When my wife was six weeks pregnant and I was looking at my child on an ultrasound and the little burst of light that was his beating heart, I really already felt like a dad — was already projecting personality and consciousness onto that image — and so it feels odd to say that my son was anything other than a baby when he was born. But the difference between a two-week-old baby and a six-month-old baby is almost as large as the difference between a two-year-old and a teenager. The gap really is that wide, proportionally, in terms of what they are capable of and how much you feel like they are observing and noticing you.

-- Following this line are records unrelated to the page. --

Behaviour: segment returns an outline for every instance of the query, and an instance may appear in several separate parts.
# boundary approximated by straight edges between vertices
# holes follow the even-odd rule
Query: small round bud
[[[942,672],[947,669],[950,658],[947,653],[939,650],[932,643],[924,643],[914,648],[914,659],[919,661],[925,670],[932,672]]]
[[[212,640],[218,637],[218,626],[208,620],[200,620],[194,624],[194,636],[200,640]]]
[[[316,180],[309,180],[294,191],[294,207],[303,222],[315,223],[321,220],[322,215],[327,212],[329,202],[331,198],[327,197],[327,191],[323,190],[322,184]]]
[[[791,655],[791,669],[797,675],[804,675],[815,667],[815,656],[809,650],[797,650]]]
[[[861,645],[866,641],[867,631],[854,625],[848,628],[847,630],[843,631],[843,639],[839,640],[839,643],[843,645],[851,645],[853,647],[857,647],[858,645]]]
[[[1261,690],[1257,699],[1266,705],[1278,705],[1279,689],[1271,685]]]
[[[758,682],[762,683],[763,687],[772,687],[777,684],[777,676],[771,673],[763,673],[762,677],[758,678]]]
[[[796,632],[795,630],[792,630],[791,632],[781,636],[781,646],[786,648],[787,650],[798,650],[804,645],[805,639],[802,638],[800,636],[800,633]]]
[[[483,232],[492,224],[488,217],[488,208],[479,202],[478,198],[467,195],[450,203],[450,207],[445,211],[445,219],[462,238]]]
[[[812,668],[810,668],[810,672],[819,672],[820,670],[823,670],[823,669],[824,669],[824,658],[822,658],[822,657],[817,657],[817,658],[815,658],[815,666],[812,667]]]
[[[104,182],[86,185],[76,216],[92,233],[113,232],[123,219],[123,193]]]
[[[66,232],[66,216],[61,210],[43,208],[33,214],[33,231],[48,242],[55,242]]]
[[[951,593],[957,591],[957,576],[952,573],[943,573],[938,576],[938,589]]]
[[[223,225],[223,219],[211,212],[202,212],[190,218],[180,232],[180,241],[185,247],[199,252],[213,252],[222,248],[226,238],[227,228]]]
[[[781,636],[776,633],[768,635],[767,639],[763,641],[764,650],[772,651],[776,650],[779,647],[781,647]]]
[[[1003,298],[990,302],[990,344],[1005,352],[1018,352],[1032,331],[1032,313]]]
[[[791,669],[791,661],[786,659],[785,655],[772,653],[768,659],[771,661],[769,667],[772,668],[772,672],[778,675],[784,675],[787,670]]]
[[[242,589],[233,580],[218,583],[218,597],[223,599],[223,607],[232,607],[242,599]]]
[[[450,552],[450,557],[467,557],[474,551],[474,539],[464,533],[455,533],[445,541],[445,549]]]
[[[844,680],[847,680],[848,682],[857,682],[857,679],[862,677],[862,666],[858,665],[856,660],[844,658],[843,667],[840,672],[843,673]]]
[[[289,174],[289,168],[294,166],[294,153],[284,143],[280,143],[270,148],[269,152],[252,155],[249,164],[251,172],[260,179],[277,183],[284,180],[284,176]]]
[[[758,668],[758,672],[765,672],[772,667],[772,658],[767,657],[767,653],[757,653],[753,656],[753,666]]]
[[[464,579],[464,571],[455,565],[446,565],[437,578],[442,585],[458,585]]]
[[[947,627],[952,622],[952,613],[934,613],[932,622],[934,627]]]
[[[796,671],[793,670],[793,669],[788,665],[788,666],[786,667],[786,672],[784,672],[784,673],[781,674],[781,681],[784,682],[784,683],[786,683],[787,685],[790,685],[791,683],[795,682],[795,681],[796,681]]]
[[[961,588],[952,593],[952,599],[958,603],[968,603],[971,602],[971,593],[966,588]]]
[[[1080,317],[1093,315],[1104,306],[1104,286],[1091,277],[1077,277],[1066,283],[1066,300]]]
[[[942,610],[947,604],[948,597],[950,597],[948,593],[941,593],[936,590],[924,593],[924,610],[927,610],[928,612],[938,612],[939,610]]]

Now my son is one and a half years old, and I’ve decided that I’m going to start using Father’s Day every year to reflect on him and my life as a parent. I know this is a politics newsletter, but 1) We can always use the occasional break from the news, 2) You have all (graciously) seemed to appreciate these personal posts in the past, and 3) I actually think the experience of raising children is a pretty big piece of any society, and understanding what it’s like can help inform understandings of policy and politics. Also, while most of my personal life may be boring to readers, I think this part is actually pretty interesting. 

I’ll also admit to a selfish reason. When I go back and read my first post reflecting on six weeks of fatherhood and my wife giving birth, I am flooded with a bunch of memories that are already fading, which makes me want to write more about what’s happening now, so I always have some reference point to return to. With some good fortune and the grace of God, when my son is 20, maybe I’ll be able to read one of the 20 or so Father’s Day posts and remember what all of this was really like.